[I18n-sig] UTF-8 decoder in CVS still buggy

16 Jul 2000 20:55:41 +0200

"M.-A. Lemburg" <mal@lemburg.com> writes:

> > Thanks.  It's more consistent now, but I still don't like it. The
> > basic question is whether a bad sequence like "c0 80" shall be
> > replaced by one or multiple U+FFFD characters. I vote for a single
> > replacement character because it seems natural, but different people
> > may have different opinions here. ;-)
> 
> Is there a standard way of dealing with these errors ?

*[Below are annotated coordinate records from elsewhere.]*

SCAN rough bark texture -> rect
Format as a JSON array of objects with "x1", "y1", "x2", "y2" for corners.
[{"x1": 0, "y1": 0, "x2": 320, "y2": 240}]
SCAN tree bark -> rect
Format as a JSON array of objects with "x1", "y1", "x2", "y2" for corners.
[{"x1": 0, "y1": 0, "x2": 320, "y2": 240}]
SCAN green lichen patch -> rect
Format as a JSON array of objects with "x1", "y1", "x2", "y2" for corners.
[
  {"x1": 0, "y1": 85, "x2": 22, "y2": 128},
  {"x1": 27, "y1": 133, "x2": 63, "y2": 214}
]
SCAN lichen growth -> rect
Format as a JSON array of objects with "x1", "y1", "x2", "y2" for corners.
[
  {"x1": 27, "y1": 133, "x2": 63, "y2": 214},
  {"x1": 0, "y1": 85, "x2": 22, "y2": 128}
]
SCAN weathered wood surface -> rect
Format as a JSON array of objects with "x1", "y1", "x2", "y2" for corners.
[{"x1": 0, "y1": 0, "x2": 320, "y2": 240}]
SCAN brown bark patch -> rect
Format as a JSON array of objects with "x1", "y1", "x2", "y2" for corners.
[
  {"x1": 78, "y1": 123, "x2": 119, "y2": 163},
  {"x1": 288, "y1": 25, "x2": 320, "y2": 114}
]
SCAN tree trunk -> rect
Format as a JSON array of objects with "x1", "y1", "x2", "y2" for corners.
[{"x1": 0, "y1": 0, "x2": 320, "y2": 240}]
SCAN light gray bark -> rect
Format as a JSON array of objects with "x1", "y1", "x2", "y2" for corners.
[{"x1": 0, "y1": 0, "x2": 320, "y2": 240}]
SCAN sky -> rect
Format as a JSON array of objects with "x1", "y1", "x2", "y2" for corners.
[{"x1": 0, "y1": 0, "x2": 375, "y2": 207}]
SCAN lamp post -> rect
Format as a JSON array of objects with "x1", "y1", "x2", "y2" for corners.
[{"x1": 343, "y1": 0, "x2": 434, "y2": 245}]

From Markus Kuhn's test file:

| According to ISO 10646-1, sections R.7 and 2.3c, a device receiving
| UTF-8 shall interpret a "malformed sequence in the same way that it
| interprets a character that is outside the adopted subset". This means
| usually that the malformed UTF-8 sequence is replaced by a replacement
| character (U+FFFD), which looks a bit like an inverted question mark,
| or a similar symbol. It might be a good idea to visually distinguish a
| malformed UTF-8 sequence from a correctly encoded Unicode character
| that is just not available in the current font but otherwise fully
| legal. For both cases, a clearly recognisable symbol should be used.
| Just ignoring malformed sequences or unavailable characters will make
| debugging more difficult and can lead to user confusion.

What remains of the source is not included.